Retrospective of Abdel Hamid Baalbaki’s work
Last updated on Fri 17 November, 2017
Retrospective of Abdel Hamid Baalbaki’s work
17 November - 30 December 2017
Saleh Barakat Gallery
Saleh Barakat Gallery invites you to a retrospective of Abdel Hamid Baalbaki’s work. The opening night will coincide with the book launch of a monograph on the artist by Gregory Buchakjian.
The retrospective showcases Abdel Hamid Baalbaki’s oeuvre from his early years as a student at the Lebanese University’s Institute of Fine Arts until his last paintings of the mid 2000s. As an artist whose practice developed during the years of the war, Baalbaki was concerned with how to represent his reality. He rejected the aestheticism of many of his peers, and refused to participate in the art salons of his time in resistance of art’s commodification. He sought a critical form of realism to address the everyday in his region of Jabal Amel in the Lebanese South.
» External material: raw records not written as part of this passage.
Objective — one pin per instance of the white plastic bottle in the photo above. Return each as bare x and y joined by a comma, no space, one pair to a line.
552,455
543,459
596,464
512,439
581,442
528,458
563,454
Inspired by the Mexican muralists’ engagement with socialist realism, he produced “murals”, but on the portable medium of canvas. Towards the end of his life, he began to paint landscapes as a way to confront the rise of ecological disaster, as well as the political desolation that accompanied the emergence of the new world order.
Abdel Hamid Baalbaki (1940-2013) was an artist whose practice spanned painting, sculpture, fiction, and poetry. He graduated with a degree in Fine Arts from the Lebanese University’s Institute of Fine Arts in 1971, and pursued advanced studies in Paris. He returned to the Lebanese University to teach in 1974, where he remained a professor until 2004. He published three books of poetry, and two of prose. He also wrote extensively for numerous journals and art and culture magazines. Notable solo shows of his took place in Gallery One (1983), Glass Hall in the Ministry of Tourism (1998), and Unesco (2008). He has participated in over sixty group exhibitions in Lebanon and worldwide. He was the president of The Lebanese Association for Painters and Sculptors (LAAPS) from 1992-1994.